Very different in location and aspect is the grave of the historian of the Reformation, Merle d’Aubigné. The walk up the quay took us past his former residence, a comfortable homestead, now occupied by his widow. Leaving the lake-edge, about half-a-mile from the town, we turned to the left into a crooked road paved with cobble-stones. High walls, covered with ivy and capped by the foliage of fine old trees, rooted within the grounds, seclude on both sides of the way the campagnes of wealthy Genevese who desert them in the winter for the confined streets and noise of the city. A brook of clear water, issuing from the wall, runs gaily down to the lake. The road winds irregularly up the hill, yet so sharply that we were content to rest on the brow, and, sitting upon a wayside bench, enjoy the view of Lake Leman and the Juras on one hand, the Mont Blanc chain of Alps upon the other. The small cemetery was gained by an abrupt turn to the right and another rise. It is enclosed on all sides by a brick wall, entered through strong iron gates, and, we judged from the lack of traces of recent occupancy, was in truth “disused.” D’Aubigné is buried in a corner remote from the gate. Some of his kindred sleep within the enclosure, but none near him. We had read the names of others of the noble race upon mural brasses in the old Cathedral. He selected the spot of his interment “that he might rise in sight of Mont Blanc at the Last Day.”
So runs the story. It was impressive, told, as we heard it, grouped about the grave, the solemn, eternal whiteness of the mountain in full view. A profile of the historian in bas-relief is upon the head-stone. Climbing roses bound this and the mound with lush withes of grayish-crimson and pale-green, and plumes of golden-rod nodded over his head. The ancient wall is hung and heaped with ivy, as common in Geneva and the neighborhood as the grass and field-flowers.

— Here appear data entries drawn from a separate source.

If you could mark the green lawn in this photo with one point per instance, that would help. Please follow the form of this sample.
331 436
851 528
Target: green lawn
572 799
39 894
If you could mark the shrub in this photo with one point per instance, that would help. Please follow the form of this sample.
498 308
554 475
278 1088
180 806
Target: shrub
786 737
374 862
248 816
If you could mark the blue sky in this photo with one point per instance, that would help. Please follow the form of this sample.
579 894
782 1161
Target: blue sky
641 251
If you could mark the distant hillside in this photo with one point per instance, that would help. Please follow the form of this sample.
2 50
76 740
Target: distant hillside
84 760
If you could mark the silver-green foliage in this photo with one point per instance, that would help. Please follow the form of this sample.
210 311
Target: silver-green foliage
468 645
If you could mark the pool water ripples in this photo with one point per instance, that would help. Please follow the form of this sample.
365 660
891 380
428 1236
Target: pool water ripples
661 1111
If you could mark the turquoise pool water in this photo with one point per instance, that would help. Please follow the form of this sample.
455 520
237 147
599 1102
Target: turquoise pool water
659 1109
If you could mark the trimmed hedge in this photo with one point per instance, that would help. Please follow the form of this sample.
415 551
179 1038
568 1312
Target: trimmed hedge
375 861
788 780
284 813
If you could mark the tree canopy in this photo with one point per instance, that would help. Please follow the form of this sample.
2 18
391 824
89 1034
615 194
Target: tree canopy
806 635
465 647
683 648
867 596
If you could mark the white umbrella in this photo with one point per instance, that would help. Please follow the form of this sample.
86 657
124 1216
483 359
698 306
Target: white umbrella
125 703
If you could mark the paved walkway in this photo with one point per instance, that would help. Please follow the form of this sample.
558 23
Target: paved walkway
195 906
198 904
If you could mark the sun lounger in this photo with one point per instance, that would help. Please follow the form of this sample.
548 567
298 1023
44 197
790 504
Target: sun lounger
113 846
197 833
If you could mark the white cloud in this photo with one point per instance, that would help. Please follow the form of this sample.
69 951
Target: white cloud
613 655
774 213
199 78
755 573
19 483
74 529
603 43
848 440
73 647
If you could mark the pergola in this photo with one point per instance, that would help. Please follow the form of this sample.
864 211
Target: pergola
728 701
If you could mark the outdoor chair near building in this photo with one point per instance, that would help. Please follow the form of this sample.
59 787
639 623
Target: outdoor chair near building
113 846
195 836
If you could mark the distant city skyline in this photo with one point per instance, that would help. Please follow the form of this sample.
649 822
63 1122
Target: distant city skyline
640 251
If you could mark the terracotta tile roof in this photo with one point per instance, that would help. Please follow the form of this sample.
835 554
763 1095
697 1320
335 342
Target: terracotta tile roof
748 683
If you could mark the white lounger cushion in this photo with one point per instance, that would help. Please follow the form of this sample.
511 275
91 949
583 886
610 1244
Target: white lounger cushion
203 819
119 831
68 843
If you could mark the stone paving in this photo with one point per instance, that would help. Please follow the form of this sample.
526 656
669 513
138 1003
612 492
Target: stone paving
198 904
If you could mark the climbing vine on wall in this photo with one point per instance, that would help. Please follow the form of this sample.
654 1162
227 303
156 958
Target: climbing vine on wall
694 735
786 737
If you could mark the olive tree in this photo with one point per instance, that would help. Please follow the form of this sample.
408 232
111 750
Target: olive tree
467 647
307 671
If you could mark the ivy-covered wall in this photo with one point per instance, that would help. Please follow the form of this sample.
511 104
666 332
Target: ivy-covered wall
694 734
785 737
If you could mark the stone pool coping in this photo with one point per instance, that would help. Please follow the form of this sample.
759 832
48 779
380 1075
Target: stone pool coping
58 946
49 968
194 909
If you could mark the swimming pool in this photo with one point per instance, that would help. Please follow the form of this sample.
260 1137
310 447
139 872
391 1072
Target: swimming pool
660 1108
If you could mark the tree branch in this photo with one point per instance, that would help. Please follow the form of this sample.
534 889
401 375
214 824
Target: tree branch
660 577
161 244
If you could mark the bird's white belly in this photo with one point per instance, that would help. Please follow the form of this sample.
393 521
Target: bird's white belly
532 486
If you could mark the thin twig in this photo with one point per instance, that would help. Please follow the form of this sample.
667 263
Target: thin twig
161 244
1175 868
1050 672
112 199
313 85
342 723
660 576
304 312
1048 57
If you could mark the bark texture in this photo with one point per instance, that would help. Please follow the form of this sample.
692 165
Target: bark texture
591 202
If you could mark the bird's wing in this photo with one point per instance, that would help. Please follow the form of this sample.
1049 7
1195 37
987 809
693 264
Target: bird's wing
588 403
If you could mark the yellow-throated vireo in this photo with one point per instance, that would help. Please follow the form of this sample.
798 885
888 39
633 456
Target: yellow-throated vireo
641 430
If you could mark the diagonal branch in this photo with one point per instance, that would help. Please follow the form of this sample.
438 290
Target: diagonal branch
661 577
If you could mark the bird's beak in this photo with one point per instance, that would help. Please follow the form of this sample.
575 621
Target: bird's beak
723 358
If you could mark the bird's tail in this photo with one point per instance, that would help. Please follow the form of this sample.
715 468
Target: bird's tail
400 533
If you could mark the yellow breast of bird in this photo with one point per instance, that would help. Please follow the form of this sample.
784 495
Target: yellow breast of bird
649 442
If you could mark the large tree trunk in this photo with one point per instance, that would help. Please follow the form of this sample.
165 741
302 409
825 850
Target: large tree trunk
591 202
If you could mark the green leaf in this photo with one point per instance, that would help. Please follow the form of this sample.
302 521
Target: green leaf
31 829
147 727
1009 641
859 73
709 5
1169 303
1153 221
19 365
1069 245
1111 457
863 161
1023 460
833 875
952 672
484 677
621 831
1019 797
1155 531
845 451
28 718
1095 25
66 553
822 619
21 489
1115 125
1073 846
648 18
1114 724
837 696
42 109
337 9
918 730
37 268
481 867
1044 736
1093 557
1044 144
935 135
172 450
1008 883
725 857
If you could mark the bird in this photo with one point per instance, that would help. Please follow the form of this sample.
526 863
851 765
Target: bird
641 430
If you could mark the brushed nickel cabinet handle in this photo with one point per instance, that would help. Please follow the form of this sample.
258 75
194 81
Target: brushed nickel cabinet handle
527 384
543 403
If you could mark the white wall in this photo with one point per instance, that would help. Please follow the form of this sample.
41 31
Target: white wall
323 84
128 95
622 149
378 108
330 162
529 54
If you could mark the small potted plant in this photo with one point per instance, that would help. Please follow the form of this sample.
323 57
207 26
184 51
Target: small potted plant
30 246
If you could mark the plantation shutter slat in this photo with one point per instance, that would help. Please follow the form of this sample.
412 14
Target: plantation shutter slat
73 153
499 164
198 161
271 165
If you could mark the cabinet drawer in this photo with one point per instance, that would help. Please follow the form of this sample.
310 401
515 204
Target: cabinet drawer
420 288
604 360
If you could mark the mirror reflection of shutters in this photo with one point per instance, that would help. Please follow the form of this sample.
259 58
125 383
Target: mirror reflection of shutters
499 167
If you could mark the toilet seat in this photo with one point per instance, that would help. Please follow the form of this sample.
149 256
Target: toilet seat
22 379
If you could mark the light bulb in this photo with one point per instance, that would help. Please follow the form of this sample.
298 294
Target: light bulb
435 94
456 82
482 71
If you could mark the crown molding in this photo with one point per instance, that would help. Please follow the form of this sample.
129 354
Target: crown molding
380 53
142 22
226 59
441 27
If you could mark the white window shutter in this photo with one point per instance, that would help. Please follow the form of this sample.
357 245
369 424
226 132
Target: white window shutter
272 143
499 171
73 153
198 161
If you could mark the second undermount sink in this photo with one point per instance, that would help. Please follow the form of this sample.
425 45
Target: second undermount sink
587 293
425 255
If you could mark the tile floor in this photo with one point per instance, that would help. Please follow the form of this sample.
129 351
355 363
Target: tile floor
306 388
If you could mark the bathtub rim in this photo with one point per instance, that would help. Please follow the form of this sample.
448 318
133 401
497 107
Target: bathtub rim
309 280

We never knew when we had walked far enough in Switzerland. On this afternoon we extended our ramble a mile further up the lake beyond the cemetery, keeping upon the ridge of the range, to the Diodati House. It is one of the old family seats that stud the hill-sides in all directions. Milton was here a welcome guest for months, and under the patronage of the Diodati, a French translation of “Paradise Lost” was printed. A degenerate son of the house, upon a visit to England, became intimate with a poet of different mold. When Byron left his native land after the separation from his wife, he accepted the invitation of young Diodati to his ancestral home. The host became so enamored of his guest’s society that he assigned to him a suite of apartments overlooking the lake, as his own, so long as he would honor him by occupying them. Shelley had rooms in the neighboring village of Cologny. The balcony before the second-story front windows is designated as the habitual lounging-place of the two at sunset and through moonlight evenings. The morals of Diodati the younger were not amended by the companionships of the year spent by Byron in the enjoyment of his hospitality. Tales of the orgies of the comrades are still rife in the region, to the shame of all three. From this balcony Byron witnessed the thunderstorm by night upon Lake Leman, described in the third canto of Childe Harold, written at the Diodati House. Its pictures of the lake-scenery are faithful and beautiful. The opening lines recur to the memory of the least poetical tourist who has ever read them, when he reclines, as we did on that day, and many others, on the lawn before the mansion.